Foreign investors infused ₹32,365 crore into Indian equities in July on the back of expectation of continued policy reforms and sustained economic growth and better-than-expected earnings season.
However, they pulled ₹1,027 crore from equities in the first two trading sessions of this month (August 1-2), data with the depositories showed.
There has been a mixed trend with respect to FPI flows following the budget announcement on increase in capital gains tax on equity investments.
Going forward, developments in the US economy and markets will set the trend for FPI in August, V K Vijayakumar, Chief Investment Strategist, Geojit Financial Services, said.
"Weaker-than-expected employment data along with slowing economy has made it certain that the US Fed is expected to cut rates in September. The more important question here is the extent of cut. Currently, there is strong commentary getting built for maybe a 50 basis points rate cut in interest rates," Vaibhav Porwal, Co-founder of Dezerv, said.
According to the data with the depositories, Foreign Portfolio Investors (FPIs) have made a net inflow of ₹32,365 crore in equities in July. This came following an inflow ₹26,565 crore in June driven by political stability and the sharp rebound in markets.

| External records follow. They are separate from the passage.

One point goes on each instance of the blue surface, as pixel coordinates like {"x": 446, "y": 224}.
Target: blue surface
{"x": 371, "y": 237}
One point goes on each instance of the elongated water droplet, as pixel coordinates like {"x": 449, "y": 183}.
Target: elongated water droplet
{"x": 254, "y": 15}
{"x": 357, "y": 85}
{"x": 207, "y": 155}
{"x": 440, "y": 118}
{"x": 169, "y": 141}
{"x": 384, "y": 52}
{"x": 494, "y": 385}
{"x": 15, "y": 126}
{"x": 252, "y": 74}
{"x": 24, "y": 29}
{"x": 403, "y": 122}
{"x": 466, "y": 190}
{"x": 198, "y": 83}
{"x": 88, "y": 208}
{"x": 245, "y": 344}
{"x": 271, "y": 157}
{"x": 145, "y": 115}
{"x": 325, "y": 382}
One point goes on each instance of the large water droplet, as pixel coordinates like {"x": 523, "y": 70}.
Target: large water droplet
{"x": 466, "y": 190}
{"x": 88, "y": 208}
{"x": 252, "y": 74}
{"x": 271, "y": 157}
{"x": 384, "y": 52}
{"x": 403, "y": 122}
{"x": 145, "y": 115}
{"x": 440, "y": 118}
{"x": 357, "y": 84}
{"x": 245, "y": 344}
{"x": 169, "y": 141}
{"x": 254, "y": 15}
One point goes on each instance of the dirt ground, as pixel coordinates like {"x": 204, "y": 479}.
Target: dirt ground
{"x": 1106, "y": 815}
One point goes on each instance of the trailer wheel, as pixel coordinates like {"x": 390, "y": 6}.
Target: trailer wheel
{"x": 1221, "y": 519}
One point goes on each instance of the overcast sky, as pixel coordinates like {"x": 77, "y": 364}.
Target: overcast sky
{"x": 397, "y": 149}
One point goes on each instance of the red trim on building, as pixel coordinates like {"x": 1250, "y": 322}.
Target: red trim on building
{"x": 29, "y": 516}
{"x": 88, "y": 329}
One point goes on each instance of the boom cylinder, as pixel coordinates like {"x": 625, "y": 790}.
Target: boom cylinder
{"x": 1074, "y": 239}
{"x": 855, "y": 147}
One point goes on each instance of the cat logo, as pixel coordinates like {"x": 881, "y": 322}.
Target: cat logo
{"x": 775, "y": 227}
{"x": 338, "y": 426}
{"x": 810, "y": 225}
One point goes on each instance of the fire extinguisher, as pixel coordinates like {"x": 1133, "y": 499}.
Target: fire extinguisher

Before that, FPIs withdrew ₹25,586 crore in May on poll jitters and over ₹8,700 crore in April on concerns over a tweak in India's tax treaty with Mauritius and a sustained rise in US bond yields.
The resurgence in FPI investment can be attributed to sustained economic growth, government's focus on infrastructure development, better-than- expected earnings season that has improved corporate India's balance sheet, Himanshu Srivastava, Associate Director - Manager Research at Morningstar Investment Research India, said.
Additionally, upward revisions in India's GDP forecast by IMF and ADB, and a slowdown in China, also works in India's favour, he added.
Apart from equities, FPIs invested ₹22,363 crore in the debt market in July. This has pushed the debt tally to ₹94,628 crore this year so far.